Release two detailed its first customer - Arrow GreenTech Ltd, an Indian listed company.

It will use the inks for products including water-soluble film, security threads for banknotes and passports on a named-exclusive basis, tyre and associated rubber sectors, and there is talk of a manufacturing facility.

It's a long way from the company launched in a Forest of Dean garage back in 2011.

Today the business employs 100 employees and has interests around the world.

What is Graphene? The best we can do is repeat that "it is a single layer of graphite (one atom thick)".

Apparently it is the soft material found in pencil lead. Atoms are arranged in a honeycomb-like, hexagonal pattern, and therein lies its super strength.

It is, quite simply, one of the strongest materials in the known universe - with 100 times stronger than steel, but also incredibly flexible.

Read more: Engineering firm's new tech deal with mobile phone business 

Versarien has been working with cycling legends Team Sky to use graphene for cycling gear, but the uses go on. And on.

Thomas McMullan, writing on the website science website alphr, said: "Essentially, the advent of graphene has the scope to lead to a whole new category of material, not just one new material.

"Research is being done in areas as wide-ranging as biomedicine and electronics to crop protection and food packaging."

It could be used in drug delivery and to create a whole new generation of touch-screen technology as well as foldable and wearable smart devices.

It has "a range of potential applications" in industry and "enormous amount of composite uses".

It will, said Mr McMullan, "lead to whole new areas that would have previously been impossible. Could we see a whole new class of aerospace engineering emerge? What about augmented reality optical implants? From the looks of it, the 21st century is when we'll find out."

Here are a few other ideas to baffle you with from an article by Luke Dormehl's article on

1. Imagine a flexible, transparent display or light strip that's just a single atom thick. (we wish we could. Mind-boggling).

2. Graphene can act as a superconductor, meaning that electrical current is able to flow through it with zero resistance.

3. Music loves listen up. Graphene may replace our existing speaker systems with non-moving speakers which create sound instead by varying the temperature of the air at a very high rate.

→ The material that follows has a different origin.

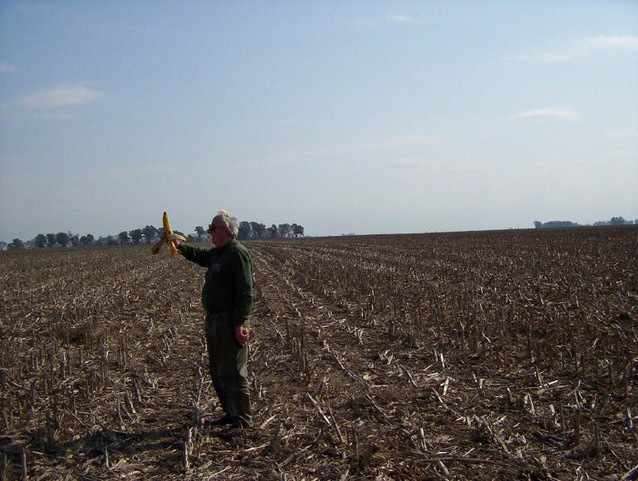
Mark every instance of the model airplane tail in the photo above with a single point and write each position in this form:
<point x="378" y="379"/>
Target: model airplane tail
<point x="169" y="237"/>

4. One to ponder: Two layers of graphene combined can withstand perforation by a diamond tip. (Uses on a postcard please).

5. Graphene membranes can be used to create a sieve. It can filter 85 percent of salt out of seawater and the colour out of Whisky.

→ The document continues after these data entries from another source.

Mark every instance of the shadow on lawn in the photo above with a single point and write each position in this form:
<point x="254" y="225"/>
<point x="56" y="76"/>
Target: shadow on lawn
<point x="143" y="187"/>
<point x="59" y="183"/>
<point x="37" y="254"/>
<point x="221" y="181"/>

6. Imagine if you could paint a building with a special coating that changes colour when it senses that the underlying structure is in need of repairs.

7. Researchers at the University of Illinois at Chicago have demonstrated that it can help detect cancer cells, too.

8. A Chinese company has built a battery pack which has a giant 4,800mAh capacity, and can reportedly charge from empty to full in just a quarter of an hour. Yes, it is also more robust than your regular lithium-ion battery.

9. Jog on. And lastly, before you start believing the myth, later this year you'll be able to buy running shoes made using graphene by sportswear brand inov-8. We would like to be mischievous and tell you they are rubbish, but they're reportedly "much stronger and more stretchy than traditional materials, making the shoes more resistant to wear and tear".

So, what will graphene ever do for us? Dare we say it, watch this space.